Nesse show do milhão, quem paga é você

Pelos cálculos da Receita Federal, o contribuinte brasileiro transfere cerca de R$ 1,4 milhão diariamente para os produtores de refrigerantes -significa que empresas como a Coca-Cola sorvem recursos públicos e engordam seu faturamento.
Tudo na mais perfeita legalidade, graças aos créditos fiscais. Ou seja, elas desfrutam da possibilidade de pagar menos impostos, numa trama realizada em gabinetes ministeriais e parlamentares, e mantida, na maioria das vezes, pela engenhosidade de grupos tão poderosos quanto silenciosos. "É um disparate. Dinheiro que, em tese, poderia estar indo para cestas básicas ou saneamento ajuda a vender refrigerantes sem teor nutritivo", afirma Everardo Maciel, secretário da Receita Federal.
Para avaliar o que daria para fazer com R$ 1,4 milhão por dia: imagine um programa de renda mínima transferindo um salário mínimo mensal para 245 mil famílias miseráveis. Numa estimativa conservadora -cada família com seis integrantes-, o programa ajudaria 1,5 milhão de pessoas.
Para a imensa maioria dos brasileiros, o fluxo de dinheiro público é uma caixa-preta; como se vê (ou se deixa de ver) nos ingênuos refrigerantes, apenas símbolos exóticos dessa monumental ignorância. O debate sobre o sigilo bancário, flexibilizado semana passada na Câmara, coloca em evidência o tamanho do desconhecimento sobre como sai, como deixa de sair e como é usado o dinheiro do cidadão.
"Mesmo quem, em matéria de impostos, acha que sabe muito, sabe muito pouco", diz Everardo Maciel, supostamente o brasileiro mais bem informado sobre os números dos impostos.
Ninguém conhece, segundo ele, o tamanho da sonegação e dos vazamentos de recursos públicos provocados pelas brechas legais.

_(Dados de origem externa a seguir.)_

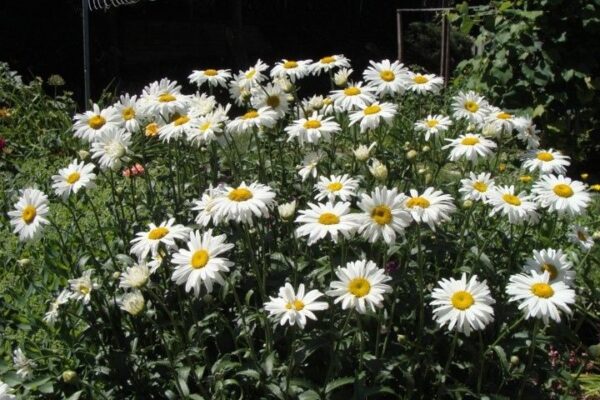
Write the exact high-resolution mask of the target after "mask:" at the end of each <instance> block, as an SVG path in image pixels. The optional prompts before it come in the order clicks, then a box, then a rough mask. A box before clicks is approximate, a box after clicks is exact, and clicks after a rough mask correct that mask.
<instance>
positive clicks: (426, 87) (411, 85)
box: [403, 71, 444, 94]
mask: <svg viewBox="0 0 600 400" xmlns="http://www.w3.org/2000/svg"><path fill="white" fill-rule="evenodd" d="M403 80H404V86H405V87H406V89H407V90H412V91H413V92H415V93H419V94H423V93H438V92H439V91H440V89H441V88H442V86H444V78H442V77H439V76H435V75H434V74H418V73H414V72H412V71H407V72H406V75H404V76H403Z"/></svg>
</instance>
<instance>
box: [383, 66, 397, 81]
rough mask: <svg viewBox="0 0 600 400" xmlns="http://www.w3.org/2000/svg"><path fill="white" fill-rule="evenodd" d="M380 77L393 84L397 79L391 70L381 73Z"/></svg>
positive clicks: (383, 71)
mask: <svg viewBox="0 0 600 400" xmlns="http://www.w3.org/2000/svg"><path fill="white" fill-rule="evenodd" d="M379 77H380V78H381V79H382V80H384V81H386V82H391V81H393V80H394V79H396V75H394V73H393V72H392V71H390V70H389V69H386V70H383V71H381V72H380V73H379Z"/></svg>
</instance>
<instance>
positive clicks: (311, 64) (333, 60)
mask: <svg viewBox="0 0 600 400" xmlns="http://www.w3.org/2000/svg"><path fill="white" fill-rule="evenodd" d="M335 68H350V60H348V59H347V58H346V57H344V55H343V54H335V55H331V56H326V57H323V58H321V59H320V60H319V61H315V62H314V63H313V64H311V65H310V72H311V73H312V74H313V75H317V76H318V75H321V73H322V72H329V71H331V70H333V69H335Z"/></svg>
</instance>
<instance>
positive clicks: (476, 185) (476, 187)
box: [473, 181, 487, 193]
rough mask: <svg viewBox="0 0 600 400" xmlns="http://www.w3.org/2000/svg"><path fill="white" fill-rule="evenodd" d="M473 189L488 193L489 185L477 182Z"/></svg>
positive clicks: (477, 181)
mask: <svg viewBox="0 0 600 400" xmlns="http://www.w3.org/2000/svg"><path fill="white" fill-rule="evenodd" d="M473 189H475V190H477V191H478V192H481V193H485V192H487V185H486V184H485V182H481V181H477V182H475V183H474V184H473Z"/></svg>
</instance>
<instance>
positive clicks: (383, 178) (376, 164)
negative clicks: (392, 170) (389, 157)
mask: <svg viewBox="0 0 600 400" xmlns="http://www.w3.org/2000/svg"><path fill="white" fill-rule="evenodd" d="M369 171H370V172H371V175H373V177H374V178H375V179H377V180H380V181H384V180H386V179H387V175H388V170H387V167H386V166H385V165H384V164H382V163H381V162H379V160H373V163H372V164H371V165H370V166H369Z"/></svg>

Ao pedir aos deputados e senadores mais poder para investigar sonegação, o governo divulgou um estudo baseado na arrecadação da CPMF; descontado direto da conta bancária, esse imposto dá uma idéia da movimentação financeira do contribuinte.
O estudo analisou uma amostra de 62 indivíduos isentos do pagamento de Imposto de Renda. Para entrar nessa humilde categoria, exige-se renda inferior a R$ 900 mensais. Mas os 62 isentos ostentam um movimento bancário de milionários: alguns deles giram R$ 10 milhões por ano.
Mais disparates contidos no mesmo estudo. Registradas como inativas na Receita Federal, 24 empresas movimentaram R$ 34 bilhões, milagroso capital de giro.
Detectou-se que 131 omissos (aqueles que nada declaram e, por isso, nem sequer aparecem como contribuintes) movimentaram, cada um, no ano passado, mais de R$ 10 milhões.
A Receita leva bordoadas porque, ao exigir o direito de usar os dados da CPMF como pistas da sonegação, estaria ferindo o princípio do sigilo fiscal.
Na visão de Everardo Maciel, confrontada por notáveis juristas, o que se está ferindo é o "direito do sonegador" de escudar-se no sigilo bancário.

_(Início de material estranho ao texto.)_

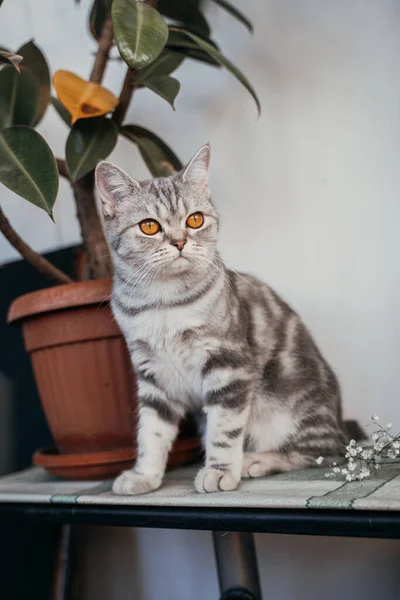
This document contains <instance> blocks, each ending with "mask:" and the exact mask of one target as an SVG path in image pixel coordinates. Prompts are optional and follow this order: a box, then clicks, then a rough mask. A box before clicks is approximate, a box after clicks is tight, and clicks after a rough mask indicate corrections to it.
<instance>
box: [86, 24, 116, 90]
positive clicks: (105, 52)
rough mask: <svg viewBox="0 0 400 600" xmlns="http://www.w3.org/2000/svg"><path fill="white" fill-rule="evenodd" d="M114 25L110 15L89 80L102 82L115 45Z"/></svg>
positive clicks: (100, 39) (98, 48) (102, 35)
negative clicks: (113, 46)
mask: <svg viewBox="0 0 400 600" xmlns="http://www.w3.org/2000/svg"><path fill="white" fill-rule="evenodd" d="M113 33H114V32H113V25H112V20H111V15H108V17H107V18H106V20H105V21H104V25H103V29H102V32H101V36H100V39H99V45H98V48H97V53H96V58H95V59H94V65H93V69H92V73H91V75H90V79H89V81H92V82H93V83H101V82H102V80H103V77H104V72H105V70H106V66H107V62H108V57H109V55H110V50H111V48H112V45H113Z"/></svg>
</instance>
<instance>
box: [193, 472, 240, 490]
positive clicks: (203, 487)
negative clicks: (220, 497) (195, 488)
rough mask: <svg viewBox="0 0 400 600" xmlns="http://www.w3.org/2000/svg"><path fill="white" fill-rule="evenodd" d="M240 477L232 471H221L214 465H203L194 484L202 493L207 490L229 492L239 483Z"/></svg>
mask: <svg viewBox="0 0 400 600" xmlns="http://www.w3.org/2000/svg"><path fill="white" fill-rule="evenodd" d="M239 482H240V477H237V476H236V475H234V473H232V471H220V470H218V469H214V468H213V467H203V469H200V471H199V472H198V473H197V476H196V479H195V481H194V486H195V488H196V490H197V491H198V492H200V494H204V493H205V492H228V491H231V490H235V489H236V488H237V486H238V485H239Z"/></svg>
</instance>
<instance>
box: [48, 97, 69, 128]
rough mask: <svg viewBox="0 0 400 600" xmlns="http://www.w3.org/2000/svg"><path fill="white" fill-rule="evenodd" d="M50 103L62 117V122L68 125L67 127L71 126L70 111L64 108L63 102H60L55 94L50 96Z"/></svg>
mask: <svg viewBox="0 0 400 600" xmlns="http://www.w3.org/2000/svg"><path fill="white" fill-rule="evenodd" d="M51 103H52V105H53V106H54V108H55V109H56V111H57V112H58V114H59V115H60V117H61V118H62V120H63V121H64V123H65V124H66V125H68V127H71V126H72V117H71V113H70V112H69V111H68V110H67V109H66V108H65V106H64V104H63V103H62V102H60V100H59V99H58V98H56V97H55V96H52V97H51Z"/></svg>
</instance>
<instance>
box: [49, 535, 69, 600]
mask: <svg viewBox="0 0 400 600" xmlns="http://www.w3.org/2000/svg"><path fill="white" fill-rule="evenodd" d="M71 545H72V525H61V527H60V534H59V539H58V546H57V554H56V558H55V564H54V578H53V587H52V592H51V600H68V597H69V588H70V585H69V584H70V579H69V576H70V558H71Z"/></svg>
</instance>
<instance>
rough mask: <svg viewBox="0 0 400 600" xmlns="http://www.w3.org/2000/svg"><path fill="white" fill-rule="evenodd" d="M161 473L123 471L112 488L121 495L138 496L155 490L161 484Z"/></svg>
mask: <svg viewBox="0 0 400 600" xmlns="http://www.w3.org/2000/svg"><path fill="white" fill-rule="evenodd" d="M161 480H162V477H161V475H140V474H139V473H135V471H133V470H131V471H123V472H122V473H121V475H119V477H117V479H116V480H115V481H114V483H113V487H112V490H113V492H114V494H118V495H120V496H137V495H139V494H148V493H149V492H153V491H154V490H156V489H157V488H159V487H160V485H161Z"/></svg>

Ao detectar sinais tão grosseiros de sonegação, transmitidas pela movimentação bancária, os estudos são mais uma forma de recontar a crônica debilidade nacional -a impunidade favorecida pela desinformação, um dos fatores que explicam por que o Brasil é como é, tão rico em potencialidade e tão pobre socialmente.
O problema da sonegação não é só do sonegador. Mas do próprio governo, e não por causa apenas da dificuldade de investigação.
Sobram motivos para alguém se sentir impelido a não dar dinheiro ao governo, além de razões puramente materiais.
É consenso que o dinheiro público é desperdiçado, perdendo-se na incompetência e na corrupção.
Basta lembrar das fortunas pagas para as aposentadorias dos funcionários do setor público; um funcionário do Judiciário ganha 23 vezes mais do que o pobre mortal que depende do INSS.
Quanto se enterrou no Nordeste para enfrentar a seca? Ou quanto se jogou fora em incentivos para a Amazônia, descalabro denunciado neste jornal pelo repórter Josias de Souza. Alguém consegue estimar quanto já se torrou para que os políticos elegessem seus sucessores ou se reelegessem?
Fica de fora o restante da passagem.